Waiting for shard replication

Please note that replicant nodes don't connect to all the shards automatically. Connection to the upstream core node and replication of the transactions should be triggered by calling mria:wait_for_tables(Tables, Timeout) function. Typically one should call this function in the application start callback, as shown in the example above.

Write operations

Use of the following mnesia APIs is forbidden:

  • mnesia:transaction
  • mnesia:dirty_write
  • mnesia:dirty_delete
  • mnesia:dirty_delete_object
  • mnesia:clear_table

Replace them with the corresponding functions from mria module.

Using transactional versions of the mnesia APIs for writes and deletes is fine.

With that in mind, typical write transaction should look like this:

mria:transaction(my_shard,
                 fun() ->
                   mnesia:read(shard_tab, foo),
                   mnesia:write(#shard_tab{key = foo, val = bar})
                 end)

Read operations

Dirty read operations (such as mnesia:dirty_read, ets:lookup and mnesia:dirty_select) are allowed.
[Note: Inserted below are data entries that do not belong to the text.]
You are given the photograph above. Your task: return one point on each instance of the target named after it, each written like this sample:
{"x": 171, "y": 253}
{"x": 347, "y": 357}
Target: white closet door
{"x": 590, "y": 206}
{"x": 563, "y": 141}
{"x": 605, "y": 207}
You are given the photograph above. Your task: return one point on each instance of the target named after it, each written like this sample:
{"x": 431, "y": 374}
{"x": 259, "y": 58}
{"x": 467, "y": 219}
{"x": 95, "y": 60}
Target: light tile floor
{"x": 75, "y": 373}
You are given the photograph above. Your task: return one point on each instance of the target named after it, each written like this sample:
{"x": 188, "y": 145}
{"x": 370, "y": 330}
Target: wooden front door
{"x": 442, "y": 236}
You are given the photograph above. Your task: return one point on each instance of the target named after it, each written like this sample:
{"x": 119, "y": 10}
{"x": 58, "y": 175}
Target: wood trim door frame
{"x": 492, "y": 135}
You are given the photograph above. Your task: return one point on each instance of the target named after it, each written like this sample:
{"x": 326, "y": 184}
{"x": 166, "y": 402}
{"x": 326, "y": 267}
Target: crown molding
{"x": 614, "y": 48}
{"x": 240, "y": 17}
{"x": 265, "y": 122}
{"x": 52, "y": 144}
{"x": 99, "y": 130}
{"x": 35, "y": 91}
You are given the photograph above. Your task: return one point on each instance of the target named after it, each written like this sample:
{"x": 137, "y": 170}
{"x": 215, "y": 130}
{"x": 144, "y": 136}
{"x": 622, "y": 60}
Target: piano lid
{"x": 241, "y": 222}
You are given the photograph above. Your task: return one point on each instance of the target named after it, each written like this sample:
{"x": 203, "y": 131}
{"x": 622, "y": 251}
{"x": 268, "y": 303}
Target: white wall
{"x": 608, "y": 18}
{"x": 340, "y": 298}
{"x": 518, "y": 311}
However, it is recommended to wrap all reads in mria:ro_transaction function. Under normal conditions (when all shards are in sync) it should not introduce extra overhead.

Callbacks

Mria can execute callbacks on some system events. They can be registered using mria:register_callback/2 function.

  • stop: This callback is executed when the DB stops or restarts.
  • start: This callback is executed when the DB starts or restarts.

Note that the DB restarts when the node joins the cluster.